AWS Big Data Blog

Amazon SageMaker Catalog expands discoverability and governance for Amazon S3 general purpose buckets

In July 2025, Amazon SageMaker announced support for Amazon Simple Storage Service (Amazon S3) general purpose buckets and prefixes in Amazon SageMaker Catalog that delivers fine-grained access control and permissions through S3 Access Grants. This integration addresses the challenge data teams face when manually managing data discovery and Amazon S3 permissions as separate workflows. Data consumers, such as data scientists, engineers, and business analysts, can now discover and access S3 buckets or prefixes data assets through SageMaker Catalog, while administrators can maintain granular access controls using S3 Access Grants permissions.

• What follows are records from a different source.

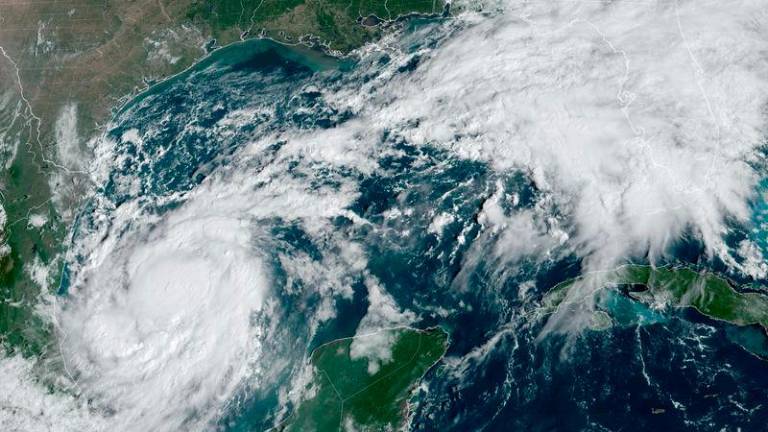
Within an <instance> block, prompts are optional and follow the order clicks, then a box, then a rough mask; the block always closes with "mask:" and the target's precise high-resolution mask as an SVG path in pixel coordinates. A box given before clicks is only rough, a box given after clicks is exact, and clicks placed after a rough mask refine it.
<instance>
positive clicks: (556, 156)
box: [0, 0, 768, 430]
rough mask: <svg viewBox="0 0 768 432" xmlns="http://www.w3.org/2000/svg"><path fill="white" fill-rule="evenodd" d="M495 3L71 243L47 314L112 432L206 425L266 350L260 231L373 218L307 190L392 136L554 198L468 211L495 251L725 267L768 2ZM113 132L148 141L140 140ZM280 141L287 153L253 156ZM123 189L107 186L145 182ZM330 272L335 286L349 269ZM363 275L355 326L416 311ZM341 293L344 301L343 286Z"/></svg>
mask: <svg viewBox="0 0 768 432" xmlns="http://www.w3.org/2000/svg"><path fill="white" fill-rule="evenodd" d="M497 5H498V7H499V8H500V9H501V10H503V12H502V13H495V12H494V13H493V14H492V15H490V16H487V17H482V18H480V17H479V16H477V15H474V14H473V13H469V12H468V13H466V14H465V15H463V16H462V17H460V18H459V23H458V24H457V23H455V22H454V23H447V24H445V26H448V27H453V28H454V29H455V28H460V29H461V30H460V31H457V32H456V34H453V35H452V36H451V37H449V38H448V39H447V40H446V41H444V42H443V43H441V45H440V46H439V47H438V48H437V49H435V50H430V49H425V50H424V51H423V52H421V53H420V55H422V56H423V59H422V61H421V64H420V65H419V66H418V67H417V68H416V69H415V70H414V71H413V72H411V73H408V74H395V73H389V72H387V71H385V72H383V73H379V74H378V76H377V78H375V79H372V80H371V81H370V82H368V83H367V84H360V85H358V84H354V83H353V84H351V85H349V86H348V87H347V88H345V89H342V90H341V91H338V92H337V93H335V94H328V95H326V96H327V97H328V99H329V100H331V101H332V103H333V104H335V105H337V106H338V107H340V108H342V109H343V108H344V107H350V108H351V109H352V110H353V111H355V112H356V113H357V114H358V116H357V119H356V120H354V121H350V122H348V123H346V124H343V125H341V126H340V127H338V128H333V129H329V130H324V131H313V132H312V133H306V132H302V133H298V132H295V133H294V132H286V133H283V134H281V135H279V136H272V137H268V139H267V138H265V139H263V140H258V141H255V142H253V143H251V144H250V145H249V146H247V147H246V148H245V149H243V150H242V151H241V152H240V153H238V154H236V155H235V156H234V158H233V161H232V163H231V166H230V167H224V168H222V169H221V170H220V172H218V173H216V174H215V175H213V176H211V178H209V180H208V181H206V182H205V183H204V184H203V185H201V186H199V187H198V188H197V189H196V190H195V191H193V192H192V193H191V194H190V197H189V199H188V200H187V202H186V203H185V204H184V205H182V206H181V207H179V208H177V209H176V210H173V211H171V212H170V213H168V214H166V215H164V217H163V218H162V219H159V218H157V217H156V216H148V215H147V214H145V213H144V212H143V211H142V208H141V205H142V204H140V203H138V202H128V203H124V204H123V205H122V206H121V207H119V208H117V209H113V211H112V212H111V213H110V215H109V217H110V218H111V221H110V223H107V224H105V225H104V226H105V227H107V228H105V229H104V231H103V232H97V233H94V234H93V235H92V236H88V237H87V238H86V239H85V240H87V241H85V242H83V243H82V244H80V247H82V248H83V249H82V250H85V251H87V253H84V254H83V256H86V257H87V260H86V262H85V263H83V267H82V268H79V269H77V272H76V275H77V279H76V280H75V283H74V284H73V288H72V292H71V296H70V299H69V300H67V302H66V303H65V304H64V305H63V306H61V307H60V308H59V309H58V311H59V316H58V323H59V328H60V330H61V332H62V333H61V334H62V337H63V340H62V344H61V346H62V350H63V355H64V358H65V363H66V364H67V365H68V367H69V369H70V371H71V373H72V376H73V378H75V380H76V381H77V383H78V385H79V386H80V388H81V389H82V392H83V394H84V395H87V397H88V398H90V399H92V400H93V401H94V406H96V407H98V408H100V409H103V408H107V409H109V410H111V412H112V414H111V415H112V418H110V423H111V424H112V425H114V428H113V429H114V430H136V429H141V430H176V429H179V428H184V429H195V428H198V429H199V428H203V427H205V426H207V425H208V422H209V421H211V420H212V419H213V418H215V417H216V415H217V414H219V413H220V412H221V410H222V409H224V407H225V406H226V401H227V400H228V399H229V398H231V397H232V395H233V394H234V393H235V392H236V390H237V389H238V386H240V385H241V384H242V383H243V382H246V381H248V379H249V378H250V377H251V376H252V374H254V370H253V368H257V366H256V364H257V363H258V359H259V358H260V357H259V356H260V338H261V337H263V334H262V329H259V328H257V327H256V326H255V325H253V322H252V320H251V317H252V314H253V313H255V312H258V311H260V310H262V308H263V305H264V302H265V299H266V298H268V296H269V284H270V275H269V274H268V271H267V270H266V269H265V268H264V266H263V265H262V261H261V256H260V252H259V249H258V245H256V244H255V242H254V239H255V237H258V236H256V235H255V234H254V229H255V228H254V227H255V225H257V224H255V222H256V221H258V220H261V219H268V218H273V217H278V218H281V219H282V220H284V221H297V220H299V221H301V222H302V224H303V225H302V226H303V227H304V228H305V230H306V231H307V232H308V233H309V234H310V235H313V236H322V233H323V232H326V231H328V230H329V229H330V226H329V224H328V219H330V218H332V217H334V216H339V215H344V216H346V217H348V218H349V219H351V220H352V221H353V223H358V224H366V223H367V221H365V220H362V219H361V218H360V217H359V216H356V215H354V214H352V213H351V212H350V211H349V210H348V208H349V206H350V205H351V203H352V202H353V201H354V199H355V198H356V197H357V196H358V190H357V184H356V180H357V178H359V177H357V176H351V177H349V178H342V176H340V175H339V176H337V177H336V178H334V180H337V182H336V183H337V184H336V185H334V186H330V185H328V184H325V183H323V182H318V183H320V184H321V186H317V185H311V183H312V182H311V180H314V179H316V177H314V176H315V175H316V173H317V172H318V171H319V170H320V169H321V168H329V169H328V170H327V172H329V173H331V174H329V175H335V174H333V173H338V172H339V170H336V169H337V168H339V167H344V168H347V169H353V170H355V171H356V172H357V173H361V174H369V173H371V172H373V171H374V170H375V169H376V157H377V155H379V154H380V153H381V152H382V151H384V150H385V149H383V148H382V147H383V146H384V145H385V144H384V143H382V142H381V140H380V138H381V132H382V131H384V130H389V131H393V130H394V131H396V132H397V133H398V134H400V135H402V136H404V137H406V138H407V139H408V140H410V141H411V142H413V143H416V144H419V143H423V144H432V145H436V146H439V147H441V148H444V149H446V150H448V151H450V152H453V154H454V155H456V156H458V157H465V158H472V159H478V160H482V161H487V162H489V163H490V164H491V165H492V166H493V168H495V169H497V170H498V172H500V173H504V172H509V171H510V170H518V169H519V170H523V171H525V172H527V173H529V174H530V175H531V177H532V178H533V180H534V181H535V183H536V185H537V186H538V188H539V189H541V190H543V191H544V192H545V194H546V195H547V196H549V197H551V198H552V199H553V200H554V204H553V205H552V207H555V206H556V207H557V208H558V209H560V211H561V214H562V215H564V217H565V219H566V220H567V222H562V223H561V222H558V223H557V224H555V223H549V221H548V220H547V217H549V215H547V214H544V212H543V210H547V211H549V210H551V207H547V208H546V209H544V208H543V207H542V208H538V207H537V208H534V209H529V210H520V211H517V212H516V213H514V214H512V215H509V214H505V213H504V212H503V211H502V209H501V207H500V205H499V202H498V200H499V199H500V198H499V197H495V198H492V199H490V200H488V201H487V202H486V204H485V205H484V206H483V208H482V209H481V214H480V215H479V218H478V220H479V221H480V223H481V224H482V225H483V227H484V229H485V230H486V232H490V233H492V234H494V235H495V236H496V237H495V238H498V239H499V241H498V243H497V244H496V245H495V249H494V250H495V252H496V253H497V255H500V256H504V255H515V256H517V255H527V254H542V253H546V252H548V250H550V249H551V248H555V247H559V245H562V244H563V243H565V242H568V244H569V247H570V249H572V250H574V251H576V252H577V253H579V254H580V255H581V256H583V257H584V258H585V264H586V271H588V272H590V271H596V270H600V269H602V268H605V267H610V266H613V265H615V264H617V263H619V262H621V261H623V260H625V259H626V258H627V257H629V256H632V255H641V256H642V255H645V254H646V253H648V254H649V256H650V257H651V259H652V260H653V259H655V258H657V257H659V256H660V255H662V254H663V253H664V252H665V250H666V249H667V247H668V246H669V245H670V244H671V243H672V242H674V241H675V240H677V239H678V238H679V237H680V236H681V235H683V234H684V233H685V232H686V230H691V231H692V232H693V233H694V234H696V235H698V236H700V237H701V239H702V240H703V242H704V243H705V245H706V246H707V248H708V249H709V251H710V252H711V253H713V254H720V255H721V256H724V257H725V256H726V255H727V254H728V252H727V251H725V249H724V247H723V240H722V237H723V234H724V232H725V230H726V218H735V219H737V220H744V219H745V218H746V217H747V215H748V209H747V200H748V199H749V198H750V196H751V194H752V193H753V189H754V185H755V182H756V178H757V174H756V173H755V172H754V171H753V170H752V169H751V168H750V167H749V166H748V165H747V162H748V161H750V160H751V159H752V158H754V157H755V156H753V154H754V150H755V148H756V147H757V146H758V145H760V144H761V143H762V141H763V132H762V131H763V128H764V106H765V101H766V99H767V98H768V85H767V84H768V63H766V54H765V50H764V49H763V45H764V43H765V42H764V41H765V40H768V38H767V37H766V36H768V14H766V12H765V7H764V2H763V1H757V0H744V1H734V0H725V1H716V2H715V1H656V2H651V1H615V2H591V1H584V2H582V1H528V2H525V1H499V2H497ZM368 50H369V51H371V50H372V49H371V47H368ZM407 58H408V55H406V54H403V58H396V59H395V61H394V62H392V65H391V66H390V67H393V68H396V67H397V66H398V62H400V61H402V62H405V61H407ZM361 85H362V86H363V90H362V91H361V87H360V86H361ZM336 90H337V89H334V91H336ZM245 118H247V116H245ZM414 120H418V121H417V122H414ZM62 121H63V120H62ZM237 121H238V120H237V118H236V116H230V117H228V118H226V119H225V120H223V122H235V123H236V122H237ZM218 126H220V127H222V128H224V129H226V128H227V127H228V125H227V124H224V123H222V124H220V125H218ZM221 133H226V130H223V131H221ZM123 139H124V140H131V141H133V142H138V141H140V139H141V137H139V136H138V132H137V131H133V130H132V131H129V132H127V133H126V136H125V137H123ZM278 140H282V141H285V144H284V145H283V146H282V148H281V149H280V150H279V151H277V152H276V153H275V155H273V156H272V157H271V159H270V160H269V161H268V162H264V161H262V160H260V157H261V156H260V155H262V154H263V153H264V152H265V149H267V147H269V146H270V145H271V144H273V143H274V142H275V141H278ZM106 144H110V143H106ZM106 147H108V146H104V148H99V149H97V151H96V155H97V158H98V160H99V161H101V162H100V163H97V164H95V166H94V167H93V169H94V175H95V176H96V177H97V183H100V181H101V180H104V173H105V172H108V169H105V167H107V168H110V167H111V166H112V165H111V164H112V163H113V162H114V159H115V158H116V157H118V156H119V155H115V154H114V153H113V152H112V149H111V148H106ZM289 166H290V167H291V168H290V170H289V169H288V167H289ZM253 167H258V169H254V168H253ZM99 170H100V171H99ZM289 171H290V172H289ZM132 181H134V180H132V179H130V178H127V179H125V180H124V181H123V183H121V182H120V181H118V184H119V185H120V187H125V188H127V189H130V188H134V189H135V185H134V184H133V183H132ZM328 183H331V182H328ZM501 190H502V189H501V188H499V191H501ZM499 193H501V192H499ZM494 199H495V200H494ZM518 210H519V209H518ZM449 221H450V218H449V217H448V216H443V215H436V216H435V218H434V220H433V221H432V225H431V228H430V229H431V230H433V231H434V232H437V233H439V232H440V231H441V227H442V226H444V225H445V224H446V223H449ZM565 231H568V233H566V232H565ZM336 240H338V239H335V240H333V241H329V243H334V242H336V243H334V245H333V248H331V249H333V250H334V251H336V252H338V253H339V254H340V255H344V256H343V257H341V258H340V259H339V263H337V264H339V265H338V267H343V265H342V264H344V263H347V264H348V267H349V268H351V269H352V270H354V271H357V272H360V271H363V269H364V268H365V256H364V253H362V252H361V251H360V250H359V248H358V247H357V246H356V245H354V244H352V243H342V242H338V241H336ZM747 252H749V253H750V254H751V255H750V256H752V255H754V254H752V252H751V251H747V250H746V249H745V250H744V252H743V253H744V254H746V253H747ZM324 265H325V262H323V263H322V264H318V263H317V262H314V263H310V262H309V260H305V259H304V258H302V257H293V258H291V259H290V260H289V259H287V258H286V260H285V262H283V266H284V267H285V268H286V269H288V270H289V271H290V272H292V273H293V274H294V275H296V276H298V277H301V278H303V279H307V280H317V281H319V282H322V283H318V284H317V285H318V288H317V289H327V288H323V286H324V285H325V281H326V279H324V278H323V277H320V276H318V275H319V274H320V273H321V272H322V271H323V269H321V268H320V267H322V266H324ZM326 270H328V273H329V278H331V277H336V278H337V279H340V278H342V277H343V274H344V273H343V271H338V269H337V268H336V267H333V268H332V269H326ZM591 274H594V275H595V276H594V277H587V278H585V279H584V282H583V285H584V286H583V289H582V290H577V291H575V292H576V295H584V296H587V295H588V293H589V292H591V291H592V290H594V289H598V288H599V287H600V286H601V283H600V280H599V275H600V273H599V272H594V273H591ZM367 283H368V289H369V300H371V301H372V303H371V309H370V310H369V314H368V315H367V316H366V318H365V319H364V320H363V322H362V323H361V328H360V329H359V332H360V333H361V334H363V333H365V332H367V331H375V329H376V328H380V327H383V326H391V325H399V324H402V323H407V322H411V321H413V320H415V316H413V315H412V314H411V313H410V312H402V311H400V309H398V307H397V305H396V304H395V303H394V300H393V299H392V298H391V296H389V295H388V294H387V293H386V291H385V288H384V287H381V286H380V285H379V284H378V283H377V282H376V281H374V280H372V279H370V278H369V280H368V281H367ZM327 285H333V284H331V283H328V284H327ZM338 285H339V286H337V287H336V288H337V289H338V291H337V293H342V294H343V295H347V296H348V295H350V290H349V289H348V288H349V287H348V286H342V285H344V284H343V283H341V282H339V283H338ZM336 288H334V289H336ZM322 311H323V312H322V314H324V315H323V316H325V317H328V316H331V315H332V312H329V311H328V310H327V308H325V309H322ZM588 316H589V315H588V314H585V315H584V317H585V319H586V318H588ZM318 319H320V318H318ZM313 325H314V324H313ZM354 348H355V350H356V351H355V352H358V353H360V354H361V355H362V353H363V352H365V353H369V352H370V347H367V346H365V345H363V344H360V343H357V342H356V345H355V347H354ZM379 357H380V359H381V360H382V361H385V360H386V352H382V353H381V354H380V356H379ZM14 364H15V363H14ZM0 365H6V366H7V365H12V364H11V363H7V361H6V360H3V362H0ZM8 367H10V366H8ZM14 367H15V368H16V369H19V368H20V366H14ZM0 372H2V370H0ZM22 372H23V373H27V372H24V371H22ZM17 375H18V374H17ZM62 403H64V402H62ZM69 403H70V402H66V404H69ZM67 406H69V405H67ZM67 409H69V408H67ZM73 409H74V408H73Z"/></svg>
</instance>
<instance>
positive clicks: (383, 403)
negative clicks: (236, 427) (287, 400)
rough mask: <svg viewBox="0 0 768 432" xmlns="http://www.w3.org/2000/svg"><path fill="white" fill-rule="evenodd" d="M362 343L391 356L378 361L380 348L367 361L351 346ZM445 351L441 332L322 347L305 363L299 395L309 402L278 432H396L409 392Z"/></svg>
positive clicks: (427, 331) (407, 405)
mask: <svg viewBox="0 0 768 432" xmlns="http://www.w3.org/2000/svg"><path fill="white" fill-rule="evenodd" d="M360 338H363V339H362V340H361V339H360ZM366 338H370V339H371V340H370V343H374V344H378V343H380V341H382V340H383V341H389V342H391V347H390V348H389V349H390V350H391V351H389V353H390V354H391V356H390V357H389V358H388V359H384V360H381V359H378V358H377V357H376V356H375V355H374V354H376V355H380V350H381V349H382V348H385V349H386V347H381V346H373V347H372V348H373V349H372V351H371V355H370V356H366V355H364V354H363V355H361V354H359V353H357V352H356V351H358V347H355V346H354V344H355V343H360V342H363V343H365V342H366V341H365V339H366ZM447 348H448V334H447V333H446V332H445V331H444V330H442V329H440V328H432V329H427V330H419V329H413V328H397V329H389V330H381V331H380V332H376V333H373V334H371V335H366V336H356V337H354V338H345V339H339V340H335V341H332V342H329V343H327V344H325V345H322V346H320V347H319V348H317V349H316V350H315V351H314V352H313V353H312V356H311V358H310V363H311V366H312V367H313V372H314V373H313V377H312V379H311V381H310V382H309V383H308V384H307V386H306V388H305V389H304V393H305V394H307V395H310V396H309V397H307V398H306V399H305V400H303V401H302V402H301V403H300V404H299V406H298V408H297V410H296V411H295V413H294V414H293V415H292V416H291V417H290V418H289V419H288V420H287V421H286V422H285V423H284V424H283V425H281V426H280V427H279V428H278V430H280V431H286V432H287V431H309V430H311V431H320V432H322V431H334V432H335V431H339V430H358V431H366V430H368V431H382V430H399V429H401V427H402V426H403V424H404V422H405V421H406V420H407V418H408V404H409V399H410V398H411V395H412V391H413V389H414V387H415V386H416V385H417V384H418V383H419V381H421V379H422V378H423V376H424V374H426V373H427V371H428V370H429V369H430V368H431V367H432V366H434V365H435V363H437V362H438V361H439V360H440V359H441V358H442V357H443V356H444V355H445V352H446V350H447ZM363 352H365V350H363ZM371 362H376V363H374V367H372V363H371Z"/></svg>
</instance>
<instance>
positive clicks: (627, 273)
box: [538, 265, 768, 330]
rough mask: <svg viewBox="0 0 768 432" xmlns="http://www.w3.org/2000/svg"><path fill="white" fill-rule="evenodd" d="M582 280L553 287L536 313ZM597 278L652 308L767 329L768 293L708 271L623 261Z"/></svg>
mask: <svg viewBox="0 0 768 432" xmlns="http://www.w3.org/2000/svg"><path fill="white" fill-rule="evenodd" d="M582 280H584V276H581V277H578V278H575V279H570V280H567V281H565V282H562V283H560V284H558V285H556V286H555V287H553V288H552V289H551V290H550V291H549V292H548V293H547V295H546V296H545V297H544V300H543V302H542V307H541V308H539V310H538V313H540V314H550V313H553V312H554V311H556V310H557V309H558V308H560V307H562V305H563V304H564V302H566V301H570V300H568V293H569V290H570V289H571V288H572V287H574V286H575V284H576V283H577V282H578V281H582ZM600 280H601V281H602V283H603V284H604V285H605V287H611V286H613V287H615V288H617V289H618V290H619V291H620V292H621V293H622V294H623V295H625V296H626V297H628V298H630V299H632V300H634V301H638V302H642V303H643V304H646V305H648V306H651V307H652V308H653V309H662V308H664V307H679V308H694V309H696V310H697V311H698V312H699V313H701V314H703V315H705V316H707V317H709V318H712V319H717V320H721V321H725V322H728V323H731V324H734V325H737V326H750V325H760V326H762V327H763V329H766V330H768V296H766V295H765V294H762V293H758V292H742V290H737V289H736V288H735V287H734V284H732V283H731V282H730V281H728V280H727V279H725V278H723V277H720V276H718V275H716V274H713V273H710V272H700V271H696V270H694V269H691V268H688V267H653V266H648V265H626V266H622V267H620V268H617V269H614V270H610V271H607V272H604V273H602V274H601V275H600ZM600 312H602V311H597V312H596V313H600ZM608 312H609V313H610V311H608ZM603 313H604V312H603ZM601 322H602V323H603V324H604V323H605V321H604V320H602V321H601Z"/></svg>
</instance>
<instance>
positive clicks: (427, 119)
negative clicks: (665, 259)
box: [353, 1, 768, 268]
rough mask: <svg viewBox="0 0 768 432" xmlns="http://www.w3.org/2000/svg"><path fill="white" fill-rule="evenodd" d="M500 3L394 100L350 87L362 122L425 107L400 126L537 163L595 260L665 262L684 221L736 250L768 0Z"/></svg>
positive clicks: (749, 196)
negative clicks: (765, 6) (658, 260)
mask: <svg viewBox="0 0 768 432" xmlns="http://www.w3.org/2000/svg"><path fill="white" fill-rule="evenodd" d="M499 5H500V6H501V7H502V9H504V12H503V13H500V14H497V15H495V16H492V17H490V18H487V19H483V20H479V21H477V20H474V18H473V17H472V16H470V17H469V18H468V20H467V21H468V22H469V21H477V22H474V23H473V24H471V25H468V29H466V30H464V31H462V32H460V33H459V34H457V35H456V36H454V37H453V38H452V39H451V40H450V41H449V42H447V43H445V44H444V45H443V46H441V47H440V48H439V49H437V50H435V51H434V52H432V53H430V54H429V55H428V56H427V59H426V60H424V61H423V62H422V64H421V65H420V67H419V68H418V69H417V70H416V71H415V72H414V73H413V74H410V75H407V76H405V77H403V78H394V79H392V80H390V81H389V82H388V84H387V85H386V86H385V87H384V88H385V90H386V92H387V96H386V100H388V102H387V105H386V107H385V108H384V109H381V107H380V106H376V105H373V106H375V108H374V109H369V108H368V107H367V106H366V104H367V103H368V102H369V101H370V99H369V98H358V99H357V100H353V104H354V105H355V106H357V109H359V110H360V112H361V113H363V115H365V116H367V118H368V120H367V122H364V123H365V124H366V125H368V126H369V127H370V126H371V125H378V126H380V127H382V128H384V127H386V128H392V127H397V126H398V125H400V126H403V125H406V124H408V122H409V121H411V120H413V119H419V123H418V126H417V127H403V130H402V131H401V133H403V134H404V135H406V136H408V137H409V138H410V139H411V140H413V141H415V142H424V143H427V142H428V143H433V144H437V145H440V146H444V147H445V148H448V149H450V150H452V151H454V152H455V153H456V154H457V155H460V156H462V157H468V158H473V159H480V160H486V161H489V162H490V163H492V164H493V166H495V167H496V168H498V169H500V170H504V169H509V168H519V169H523V170H525V171H527V172H530V173H532V175H533V178H534V180H535V181H536V183H537V186H539V187H540V188H542V189H544V190H547V191H551V192H552V193H554V195H555V197H556V198H557V200H558V202H559V204H560V206H561V207H562V208H563V209H564V210H565V212H566V214H568V215H569V216H571V217H572V220H573V223H574V226H575V237H574V238H573V240H574V244H576V245H578V250H579V251H580V252H581V253H582V255H583V256H585V257H586V258H587V264H588V265H589V266H590V267H592V268H600V267H605V266H610V265H613V264H615V262H616V261H620V260H622V259H624V258H626V256H627V255H631V254H639V255H643V254H645V253H646V252H648V253H650V256H651V259H654V258H656V257H658V256H659V255H660V254H662V253H663V252H664V250H665V248H666V247H667V246H669V245H670V243H671V242H673V241H675V240H677V239H678V238H679V236H680V235H682V234H683V233H684V232H685V230H686V229H692V230H693V231H694V233H696V234H697V235H700V236H701V238H702V239H703V241H704V242H705V244H706V246H707V247H708V248H709V250H710V251H711V252H712V253H721V254H724V253H725V252H723V249H722V247H723V244H722V234H723V233H724V230H725V229H726V228H725V219H726V217H734V218H736V219H742V220H743V219H745V218H746V217H747V212H748V209H747V200H748V198H749V197H750V196H751V194H752V192H753V186H754V183H755V180H756V174H755V173H754V172H753V170H752V169H751V168H750V167H749V166H748V165H747V164H746V162H747V161H749V160H750V159H751V158H753V150H754V149H755V148H756V147H757V146H758V145H760V144H761V143H762V141H763V133H762V130H763V126H764V115H763V114H764V111H763V107H764V104H765V101H766V97H768V85H767V84H768V81H767V79H768V63H767V61H768V58H766V55H765V52H764V50H763V48H762V45H763V44H764V40H765V36H766V34H768V18H767V17H766V14H765V10H764V3H763V2H760V1H718V2H712V1H705V2H702V1H679V2H678V1H659V2H650V1H648V2H645V1H641V2H637V1H627V2H621V1H617V2H573V1H551V2H543V1H535V2H517V1H514V2H513V1H508V2H499ZM381 99H383V98H382V97H379V100H381ZM374 100H376V99H374ZM410 124H412V122H411V123H410Z"/></svg>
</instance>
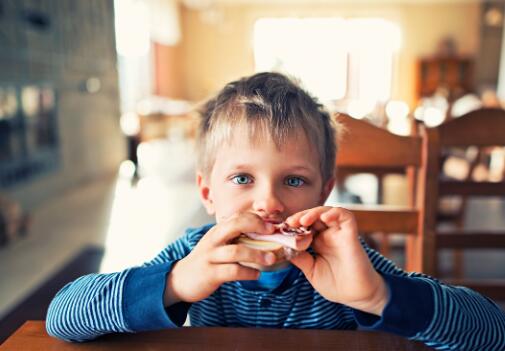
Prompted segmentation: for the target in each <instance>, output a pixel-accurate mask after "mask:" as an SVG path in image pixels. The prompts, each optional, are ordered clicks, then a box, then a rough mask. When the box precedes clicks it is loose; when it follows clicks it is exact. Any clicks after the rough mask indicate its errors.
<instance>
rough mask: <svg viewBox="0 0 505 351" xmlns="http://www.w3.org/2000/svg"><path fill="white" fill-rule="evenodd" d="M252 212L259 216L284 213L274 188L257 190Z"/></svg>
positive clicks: (275, 191) (260, 189) (265, 188)
mask: <svg viewBox="0 0 505 351" xmlns="http://www.w3.org/2000/svg"><path fill="white" fill-rule="evenodd" d="M253 210H254V211H255V212H256V213H258V214H260V215H272V214H280V213H282V212H283V211H284V205H283V203H282V201H281V199H280V198H279V196H278V194H277V193H276V191H275V189H274V187H272V186H265V187H263V189H258V191H257V194H256V196H255V199H254V203H253Z"/></svg>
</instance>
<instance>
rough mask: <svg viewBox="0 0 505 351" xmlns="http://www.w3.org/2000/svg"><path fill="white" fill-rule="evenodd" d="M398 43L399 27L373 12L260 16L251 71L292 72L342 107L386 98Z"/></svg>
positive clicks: (310, 90)
mask: <svg viewBox="0 0 505 351" xmlns="http://www.w3.org/2000/svg"><path fill="white" fill-rule="evenodd" d="M399 46H400V29H399V27H398V26H397V25H395V24H394V23H392V22H389V21H386V20H383V19H377V18H362V19H361V18H360V19H342V18H303V19H300V18H262V19H259V20H258V21H256V24H255V28H254V56H255V63H256V71H257V72H260V71H279V72H284V73H287V74H289V75H291V76H294V77H296V78H298V79H300V81H301V82H302V84H303V86H304V87H305V88H306V89H307V90H309V91H310V92H311V93H312V94H314V95H315V96H317V97H318V98H319V99H320V100H321V101H322V102H334V103H335V104H336V105H337V106H339V107H343V108H341V110H344V111H345V112H349V111H347V110H348V109H349V105H351V109H352V110H353V111H354V110H359V111H360V113H365V114H366V113H367V112H371V111H368V110H370V109H373V108H374V107H375V105H376V104H377V103H378V102H386V101H387V100H388V99H389V98H390V96H391V88H392V82H393V72H394V67H393V66H394V62H395V53H396V52H397V51H398V49H399ZM356 102H357V103H356ZM357 104H358V105H359V106H358V107H357V106H356V105H357ZM365 110H367V111H365Z"/></svg>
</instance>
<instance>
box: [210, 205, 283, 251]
mask: <svg viewBox="0 0 505 351" xmlns="http://www.w3.org/2000/svg"><path fill="white" fill-rule="evenodd" d="M218 226H219V228H217V227H216V230H215V231H213V233H212V242H213V244H214V245H215V246H221V245H225V244H227V243H229V242H230V241H231V240H233V239H235V238H236V237H238V236H239V235H240V234H241V233H259V234H271V233H273V232H274V230H275V227H274V225H273V224H272V223H267V222H264V221H263V220H262V219H261V218H260V217H259V216H258V215H256V214H254V213H249V212H247V213H242V214H239V215H235V216H233V217H231V218H230V219H228V220H226V221H224V222H222V223H220V224H219V225H218Z"/></svg>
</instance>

Building upon existing SageMaker support for structured data in Amazon S3 Tables buckets, the added support for S3 general purpose buckets makes it straightforward for teams to find, access, and collaborate on different types of data, including unstructured data such as documents, images, audio, and video, while providing access management. Data administrators and data stewards can now implement fine-grained access permissions for a bucket or a prefix using S3 Access Grants, supporting secure and appropriate data usage across their organization.

In this post, we explore how this integration addresses key challenges our customers have shared with us, and how data producers, such as administrators and data engineers, can seamlessly share and govern S3 buckets and prefixes using S3 Access Grants, while making it readily discoverable for data consumers. We walk you through a practical example of bringing Amazon S3 data into your projects and implementing effective governance for both analytics and generative AI workflows.

Challenges in working with unstructured data

Organizations face challenges in maximizing the value of their unstructured data assets. Although customers want to incorporate insights derived from unstructured data for comprehensive analysis, they often resort to building bespoke integrations to extract structured information from unstructured sources, leading to inefficient and fragmented solutions. Three critical roadblocks have historically hindered enterprises:

  • Organizations struggle to maintain a catalog that offers equal discoverability for both structured and unstructured data, often resulting in separate systems for different data types.
  • Data consumers throughout organizations want to analyze unstructured data using familiar tools like notebooks, just as they do with structured data, but are forced to use separate interfaces and workflows instead.
  • Working with unstructured data lacks streamlined access management—users who discover relevant data can’t readily request access from owners, load information into analytics tools, or collaborate with colleagues directly from the workspaces or projects.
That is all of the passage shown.